1. Defendant contends the trial court erred in failing to give his oral request to charge on insanity pursuant to OCGA § 17-7-131 (b) *179(3).1 We do not agree.
“ An affirmative defense is a defense that admits the doing of the act charged but seeks to justify, excuse, or mitigate it. . ..’ ” Brown v. State, 267 Ga. 350 (2), 351 (478 SE2d 129). See OCGA § 16-1-3 (1). ‘Insanity is an affirmative defense which the defendant must prove by a preponderance of the evidence.’ . . . Brown v. State, 250 Ga. 66 (295 SE2d 727) (1982).” Harris v. State, 256 Ga. 350, 354 (6), 355 (349 SE2d 374). See Mosher v. State, 268 Ga. 555, 559 (491 SE2d 348).2 “ [A] plea of not guilty by reason of insanity is a plea of confession and avoidance — it admits the facts pleaded in the indictment, but avoids conviction because of the condition of insanity of the defendant at the time of the offense. (Cits.)’ Moses v. State, 167 Ga. App. 556, 559 (307 SE2d 35) (1983)[, overruled on other grounds in Nagel v. State, 262 Ga. 888 (427 SE2d 490)].” Awtrey v. State, 175 Ga. App. 148, 151 (3) (332 SE2d 896).
In the case sub judice, defendant did not admit to committing any act which constitutes aggravated assault upon a peace officer. He therefore did not establish the evidentiary foundation for charging on the affirmative defense of insanity. See generally Gooch v. State, 259 Ga. 301, 302 (2) (379 SE2d 522), and Williams v. State, 237 Ga. 399, 400 (228 SE2d 806). “It is well settled that (a) request to charge the jury must be legal, apt and precisely adjusted to some principle involved in the case and be authorized by the evidence.’ Hill v. State, 259 Ga. 557, 558 (3) (b) (385 SE2d 404). A trial judge does not err in refusing to give a requested charge that, inter alia, is not adequately adjusted or tailored to the case or is not reasonably raised or authorized by the evidence. Harris v. State, 202 Ga. App. 618, 621 (4) (c) (414 SE2d 919).” Gill v. State, 229 Ga. App. 462, 464 (4), 465 (494 SE2d 259).

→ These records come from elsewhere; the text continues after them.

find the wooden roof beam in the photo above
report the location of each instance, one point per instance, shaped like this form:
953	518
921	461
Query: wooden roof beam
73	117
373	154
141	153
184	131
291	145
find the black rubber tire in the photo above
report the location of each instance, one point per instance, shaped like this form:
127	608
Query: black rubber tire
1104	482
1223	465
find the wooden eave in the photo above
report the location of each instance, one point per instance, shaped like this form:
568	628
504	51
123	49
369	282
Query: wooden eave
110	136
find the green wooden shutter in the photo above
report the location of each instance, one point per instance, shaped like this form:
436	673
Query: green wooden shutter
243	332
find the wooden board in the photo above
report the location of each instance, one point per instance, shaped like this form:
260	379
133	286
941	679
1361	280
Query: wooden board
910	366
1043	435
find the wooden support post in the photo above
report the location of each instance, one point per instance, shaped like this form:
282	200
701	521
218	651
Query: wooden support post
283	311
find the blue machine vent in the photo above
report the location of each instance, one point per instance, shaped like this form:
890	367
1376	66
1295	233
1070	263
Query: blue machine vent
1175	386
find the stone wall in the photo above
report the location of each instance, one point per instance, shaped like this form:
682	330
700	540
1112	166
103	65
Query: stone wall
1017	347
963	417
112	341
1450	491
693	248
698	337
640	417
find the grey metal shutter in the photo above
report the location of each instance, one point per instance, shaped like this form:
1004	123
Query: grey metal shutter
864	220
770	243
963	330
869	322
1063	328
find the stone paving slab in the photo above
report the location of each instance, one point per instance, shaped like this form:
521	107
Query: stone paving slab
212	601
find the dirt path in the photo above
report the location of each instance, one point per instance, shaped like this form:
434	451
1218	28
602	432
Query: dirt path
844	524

2. Defendant next contends the trial court erred in asking defendant’s expert witness whether defendant committed aggravated assault. This enumeration presents nothing for review as defendant *180did not object when the trial court asked defendant’s expert witness whether defendant committed aggravated assault. Newton v. State, 226 Ga. App. 501, 503 (3) (486 SE2d 715).
Judgment affirmed.
Blackburn and Eldridge, JJ, concur. Eldridge, J, also concurs specially.